There is some dispute among some Doctors, Psychiatrists and Psychologist as to whether compulsive behaviors such as those in the title are addictions. If one defines addictions only by physical withdrawal symptoms, then possibly they are not. Though as the mind and body are so intertwined, emotional withdrawals can also lead to physical distress with process addictions. This facet can be concealed by being fused with the more obvious intense physical withdrawals in the case of substances. But if one defines addictions through the prism of a multi-faceted process developing across time, they can easily be viewed as similar to substance addictions, different from them, but no more different than substance addictions are from each other. Some authorities deny that Marijuana is addictive, though my experience tells me otherwise for some persons.

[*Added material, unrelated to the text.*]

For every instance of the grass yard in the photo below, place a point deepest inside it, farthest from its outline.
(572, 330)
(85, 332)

The significance of this is that one's theoretical basis largely governs one's approach to providing assistance in these areas.
This kind of reservation is uncommon among those who work in the treatment field. They are aware that most of the developing process of addiction is not only a physical, but mental, emotional and spiritual, (in terms of beliefs, ethics etc. at the very least). This is clear with alcoholism. The intake of alcohol in the early stages may be intermittent, spaced out, while a knowledgeable observer can identify the emerging stereotypical thought-forms and behaviors of addiction to alcohol appearing at this stage even so. The physical addiction is a later stage. Because physical dependency and withdrawals are so concrete and easily identifiable, our scientifically based medical culture has focused on them as the identifying events for addiction.

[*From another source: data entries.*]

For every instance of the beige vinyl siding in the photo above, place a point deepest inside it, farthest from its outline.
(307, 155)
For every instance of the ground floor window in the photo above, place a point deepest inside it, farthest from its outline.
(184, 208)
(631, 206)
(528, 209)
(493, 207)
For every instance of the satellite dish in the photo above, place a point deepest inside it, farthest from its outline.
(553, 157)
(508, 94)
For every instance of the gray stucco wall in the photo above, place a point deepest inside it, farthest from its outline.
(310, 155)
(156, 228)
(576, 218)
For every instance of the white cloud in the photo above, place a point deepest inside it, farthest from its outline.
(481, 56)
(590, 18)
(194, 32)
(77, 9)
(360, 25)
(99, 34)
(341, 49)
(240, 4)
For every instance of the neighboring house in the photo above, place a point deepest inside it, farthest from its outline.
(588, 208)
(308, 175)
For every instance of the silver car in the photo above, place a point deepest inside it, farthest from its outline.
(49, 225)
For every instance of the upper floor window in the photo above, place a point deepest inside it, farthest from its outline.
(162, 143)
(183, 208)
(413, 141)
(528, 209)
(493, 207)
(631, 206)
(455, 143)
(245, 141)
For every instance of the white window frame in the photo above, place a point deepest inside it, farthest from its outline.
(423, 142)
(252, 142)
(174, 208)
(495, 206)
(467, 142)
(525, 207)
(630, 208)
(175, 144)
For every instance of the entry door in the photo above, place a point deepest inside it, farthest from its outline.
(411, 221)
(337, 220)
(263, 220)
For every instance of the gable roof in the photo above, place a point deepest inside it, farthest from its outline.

But as I have already begun indicating, addiction is a more complex process than this. It can include the sub- processes of abuse, compulsion, physical and psychological dependency, habituation, tissue and metabolic adaptation. Any of these can exist without addiction, or combined within it. Primarily addiction on the psychological level, is an addiction to a process of avoiding, evading and escaping from inner and outer realities. This is accomplished by disconnection from these realities, numbing them, suppressing them, distraction, plus the increasing overuse of many psychological defense mechanisms, such as compliance, denial, minimization, rationalization and so on. Of "fixing" the self, and the self esteem. Of dealing with "stress" by depending on the addiction for alteration of mood. This may result from a gradual learning process, or abruptly right from the get go. As the addiction proceeds, compulsiveness becomes amplified, self-esteem is eroded, and there is more stress needing to be escaped from.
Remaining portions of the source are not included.